The special condition set by Item 8.2(d) of section 50-40 of the ITAA 1997 requires that the association not be carried on for the profit or gain of its individual members. This is known as the non-profit requirement.

Company A's Constitution contains a non-profit clause that states that the income and property of Company A must be applied solely towards the promotion of its objects and no portion may be paid or transferred, directly or indirectly, by way of dividend, bonus or otherwise, to any Member.

Further, Company A's Constitution contains a dissolution and winding up clause which directs that any property remaining is not to be paid or distributed among Members.

Since the earlier ruling, Company A has used profits only to carry out its purposes; no profits have been or will be distributed to members.

Based on the above, Company A is not carried on for the profit or gain of its individual members and therefore meets the special condition of Item 8.2(d) of section 50-40 of the ITAA 1997.

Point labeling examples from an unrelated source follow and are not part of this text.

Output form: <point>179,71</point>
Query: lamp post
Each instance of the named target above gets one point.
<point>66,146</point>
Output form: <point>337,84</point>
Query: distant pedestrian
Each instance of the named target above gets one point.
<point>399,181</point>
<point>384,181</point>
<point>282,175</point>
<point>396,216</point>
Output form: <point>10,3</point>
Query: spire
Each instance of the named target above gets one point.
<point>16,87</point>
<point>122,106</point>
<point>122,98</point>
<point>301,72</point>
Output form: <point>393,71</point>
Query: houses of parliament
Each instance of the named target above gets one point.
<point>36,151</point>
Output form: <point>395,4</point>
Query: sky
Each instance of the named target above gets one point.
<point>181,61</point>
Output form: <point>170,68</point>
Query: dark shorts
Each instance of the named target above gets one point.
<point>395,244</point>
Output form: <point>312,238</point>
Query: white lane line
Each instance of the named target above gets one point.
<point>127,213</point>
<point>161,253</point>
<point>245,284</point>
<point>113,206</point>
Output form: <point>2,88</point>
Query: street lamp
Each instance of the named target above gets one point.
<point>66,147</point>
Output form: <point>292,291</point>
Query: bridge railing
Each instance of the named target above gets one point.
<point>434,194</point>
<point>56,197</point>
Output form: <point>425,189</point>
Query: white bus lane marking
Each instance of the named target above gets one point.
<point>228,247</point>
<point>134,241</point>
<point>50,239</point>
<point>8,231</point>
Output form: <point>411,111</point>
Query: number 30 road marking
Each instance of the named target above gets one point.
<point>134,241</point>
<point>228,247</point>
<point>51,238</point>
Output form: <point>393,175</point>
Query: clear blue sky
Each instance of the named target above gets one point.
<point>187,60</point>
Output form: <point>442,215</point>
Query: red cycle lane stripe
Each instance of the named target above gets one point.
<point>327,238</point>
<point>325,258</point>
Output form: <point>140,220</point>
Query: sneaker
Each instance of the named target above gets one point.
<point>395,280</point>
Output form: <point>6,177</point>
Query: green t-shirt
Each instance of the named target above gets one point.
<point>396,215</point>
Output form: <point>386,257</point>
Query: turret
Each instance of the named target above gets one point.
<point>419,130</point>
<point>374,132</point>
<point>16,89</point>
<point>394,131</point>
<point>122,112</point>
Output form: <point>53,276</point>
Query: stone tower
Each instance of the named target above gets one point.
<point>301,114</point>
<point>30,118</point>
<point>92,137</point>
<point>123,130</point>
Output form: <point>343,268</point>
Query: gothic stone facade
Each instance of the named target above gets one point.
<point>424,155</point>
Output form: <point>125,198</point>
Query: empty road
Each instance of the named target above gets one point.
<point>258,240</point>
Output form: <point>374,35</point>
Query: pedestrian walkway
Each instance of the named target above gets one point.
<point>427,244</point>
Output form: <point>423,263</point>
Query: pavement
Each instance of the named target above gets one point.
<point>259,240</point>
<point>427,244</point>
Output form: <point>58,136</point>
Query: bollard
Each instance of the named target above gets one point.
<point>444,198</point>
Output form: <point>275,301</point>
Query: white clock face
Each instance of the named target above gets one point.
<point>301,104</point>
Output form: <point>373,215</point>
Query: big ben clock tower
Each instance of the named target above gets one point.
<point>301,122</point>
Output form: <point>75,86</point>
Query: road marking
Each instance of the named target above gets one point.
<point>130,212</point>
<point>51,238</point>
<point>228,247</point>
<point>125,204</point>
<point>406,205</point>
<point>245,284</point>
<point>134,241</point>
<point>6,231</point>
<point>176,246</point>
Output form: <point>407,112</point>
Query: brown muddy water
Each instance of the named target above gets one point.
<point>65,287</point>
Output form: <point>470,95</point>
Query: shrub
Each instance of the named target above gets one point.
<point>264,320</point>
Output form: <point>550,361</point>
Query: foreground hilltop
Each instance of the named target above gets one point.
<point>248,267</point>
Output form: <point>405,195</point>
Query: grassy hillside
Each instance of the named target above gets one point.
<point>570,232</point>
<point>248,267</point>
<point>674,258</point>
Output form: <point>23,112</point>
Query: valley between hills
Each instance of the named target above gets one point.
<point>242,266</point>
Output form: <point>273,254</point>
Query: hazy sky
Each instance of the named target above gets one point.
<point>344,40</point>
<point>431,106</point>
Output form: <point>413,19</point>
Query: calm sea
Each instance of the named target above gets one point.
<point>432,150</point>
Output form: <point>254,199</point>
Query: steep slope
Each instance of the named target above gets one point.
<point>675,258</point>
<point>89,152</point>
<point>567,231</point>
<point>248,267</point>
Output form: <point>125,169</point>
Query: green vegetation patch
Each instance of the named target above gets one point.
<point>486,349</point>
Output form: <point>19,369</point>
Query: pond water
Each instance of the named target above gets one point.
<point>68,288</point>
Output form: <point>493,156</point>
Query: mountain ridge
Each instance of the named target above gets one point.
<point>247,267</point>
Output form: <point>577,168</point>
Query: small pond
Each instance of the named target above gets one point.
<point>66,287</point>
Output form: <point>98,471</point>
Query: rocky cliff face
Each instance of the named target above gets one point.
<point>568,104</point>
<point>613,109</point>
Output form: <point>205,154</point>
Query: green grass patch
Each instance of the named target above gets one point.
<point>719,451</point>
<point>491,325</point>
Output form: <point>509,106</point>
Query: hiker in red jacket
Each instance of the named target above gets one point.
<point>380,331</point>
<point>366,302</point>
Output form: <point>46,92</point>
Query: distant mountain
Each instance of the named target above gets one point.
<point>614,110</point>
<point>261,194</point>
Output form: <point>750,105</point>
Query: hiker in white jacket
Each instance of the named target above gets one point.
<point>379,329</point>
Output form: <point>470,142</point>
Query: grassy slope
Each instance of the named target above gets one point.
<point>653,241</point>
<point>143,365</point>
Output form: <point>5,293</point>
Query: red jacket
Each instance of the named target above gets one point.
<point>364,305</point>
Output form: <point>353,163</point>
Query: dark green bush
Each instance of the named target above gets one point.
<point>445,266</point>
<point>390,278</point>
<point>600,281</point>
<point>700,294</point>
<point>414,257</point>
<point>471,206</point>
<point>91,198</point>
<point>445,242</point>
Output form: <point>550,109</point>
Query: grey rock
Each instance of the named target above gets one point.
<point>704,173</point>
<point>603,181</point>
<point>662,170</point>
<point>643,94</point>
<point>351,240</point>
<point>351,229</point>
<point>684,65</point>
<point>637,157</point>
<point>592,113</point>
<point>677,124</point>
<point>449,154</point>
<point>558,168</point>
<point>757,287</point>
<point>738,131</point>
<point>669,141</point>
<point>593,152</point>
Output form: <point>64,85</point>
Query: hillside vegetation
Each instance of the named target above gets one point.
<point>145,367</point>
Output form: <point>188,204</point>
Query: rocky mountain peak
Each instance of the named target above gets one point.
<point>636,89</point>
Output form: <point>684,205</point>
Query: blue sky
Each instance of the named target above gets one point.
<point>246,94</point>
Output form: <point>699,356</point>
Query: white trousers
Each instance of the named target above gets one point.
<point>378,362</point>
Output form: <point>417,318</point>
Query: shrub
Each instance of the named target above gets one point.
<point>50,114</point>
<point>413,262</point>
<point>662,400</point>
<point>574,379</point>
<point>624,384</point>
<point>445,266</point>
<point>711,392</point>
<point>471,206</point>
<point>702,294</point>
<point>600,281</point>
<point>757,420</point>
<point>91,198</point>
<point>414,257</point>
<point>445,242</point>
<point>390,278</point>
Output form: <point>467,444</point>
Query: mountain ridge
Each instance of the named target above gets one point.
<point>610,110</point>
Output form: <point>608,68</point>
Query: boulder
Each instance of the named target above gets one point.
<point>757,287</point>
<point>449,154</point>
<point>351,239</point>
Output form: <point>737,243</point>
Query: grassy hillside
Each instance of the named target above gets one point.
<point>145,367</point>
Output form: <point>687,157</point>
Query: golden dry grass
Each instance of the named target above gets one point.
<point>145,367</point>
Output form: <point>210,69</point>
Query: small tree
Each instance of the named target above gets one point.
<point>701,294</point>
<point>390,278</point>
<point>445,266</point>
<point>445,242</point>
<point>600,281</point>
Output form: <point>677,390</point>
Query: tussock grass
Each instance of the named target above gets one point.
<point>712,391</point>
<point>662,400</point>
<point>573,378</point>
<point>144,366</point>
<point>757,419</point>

Section 50-47 of the ITAA 1997 provides a special condition that if an entity that is covered by one of the items in subdivision 50-A is an 'ACNC type of entity', they will not be exempt from income tax unless they are registered under the Australia Charities and Not-for-profits Commission Act 2012.

'ACNC type of entity' is defined in subsection 995-1(1) of the ITAA 1997 as an entity that meets the description of a type of entity in column 1 of the table in subsection 25-5(5) of the Australian Charities and Not-for-profits Commission Act 2012. Column 1 of the table in subsection 25-5(5) of the Australian Charities and Not-for-profits Commission Act 2012 describes a charity. The Charities Act 2013 provides a definition of 'charity' that applies to all Commonwealth laws.

The definition of 'charity' in section 5 of the Charities Act 2013 provides that 'charity' means an entity:

a)    That is a not-for-profit entity; and

b)    All of the purposes of which are:

                      i.        Charitable purposes that are for the public benefit; or

                     ii.        Purposes that are incidental or ancillary to, and in furtherance or in aid of, purposes of the entity covered by subparagraph (i); and

c)    None of the purposes of which are disqualifying purposes; and

d)    That is not an individual, a political party or a government entity

It has been concluded that Company A is a not-for-profit entity. Charitable purposes are listed in section 12 of the Charities Act 2013. It has also been concluded that Company A's purpose is to promote the development of manufacturing resources. This will not qualify as one of the charitable purposes listed and Company A will not be an 'ACNC type of entity'.

Accordingly, section 50-47 of the ITAA 1997 will not apply.

Conclusion

Company A is exempt from income tax under section 50-1 of the ITAA 1997 as an association established for the purpose of promoting the development of a manufacturing resource of Australia under item 8.2(d) of section 50-40 of the ITAA 1997 for the income years ending 30 June 2019, 2020 and 2021.